The Hebrew verb for Sabbath is shabbath means literally to “rest from labor.” The first mention of the day of rest is in Genesis 2:2, where it says, "By the seventh day God had finished the work he had been doing; so on the seventh day he rested from all his work". Being omnipotent, God did not need to literally sleep--- He rested since He had nothing else to create. God made the Sabbath for man to rest from his work, refresh himself, and bless his soul with the word of God. In the Old Testament, the Sabbath is a major consistent theological theme, and a commandment that zealously needed to be followed. In the New Testament, however, the weekly observance of the Sabbath is no longer a commandment (Mt 11:28-30), but is a freedom for God’s people (Heb 3) as the following passage shows:

When you were dead in your sins and in the uncircumcision of your sinful nature, God made you alive with Christ. He forgave us all our sins, having canceled the written code, with its regulations, that was against us and that stood opposed to us; he took it away, nailing it to the cross.  And having disarmed the powers and authorities, he made a public spectacle of them, triumphing over them by the cross. Therefore, do not let anyone judge you by what you eat or drink, or with regard to a religious festival, a New Moon celebration or a Sabbath day. These are a shadow of the things that were to come; the reality, however, is found in Christ (Col. 2:13-17).

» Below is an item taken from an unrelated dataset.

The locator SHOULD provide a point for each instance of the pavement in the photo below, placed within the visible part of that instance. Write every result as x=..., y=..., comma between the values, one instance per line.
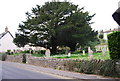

The Sabbath is now meant as a blessing for God’s people, as it says here:

Therefore, since the promise of entering his rest still stands, let us be careful that none of you be found to have fallen short of it.  For we also have had the gospel preached to us, just as they did; but the message they heard was of no value to them, because those who heard did not combine it with faith.  Now we who have believed enter that rest, just as God has said, "So I declared on oath in my anger, 'They shall never enter my rest.' " And yet his work has been finished since the creation of the world. For somewhere he has spoken about the seventh day in these words: "And on the seventh day God rested from all his work." And again, in the passage above he says, "They shall never enter my rest." It still remains that some will enter that rest and those who formerly had the gospel preached to them did not go in, because of their disobedience. Therefore God again set a certain day, calling it Today, when a long time later he spoke through David, as was said before: "Today, if you hear his voice, do not harden your hearts." For if Joshua had given them rest, God would not have spoken later about another day. There remains, then, a Sabbath-rest for the people of God; for anyone who enters God's rest also rests from his own work, just as God did from his. Let us, therefore, make every effort to enter that rest, so that no one will fall by following their example of disobedience"(Heb 4:1-11).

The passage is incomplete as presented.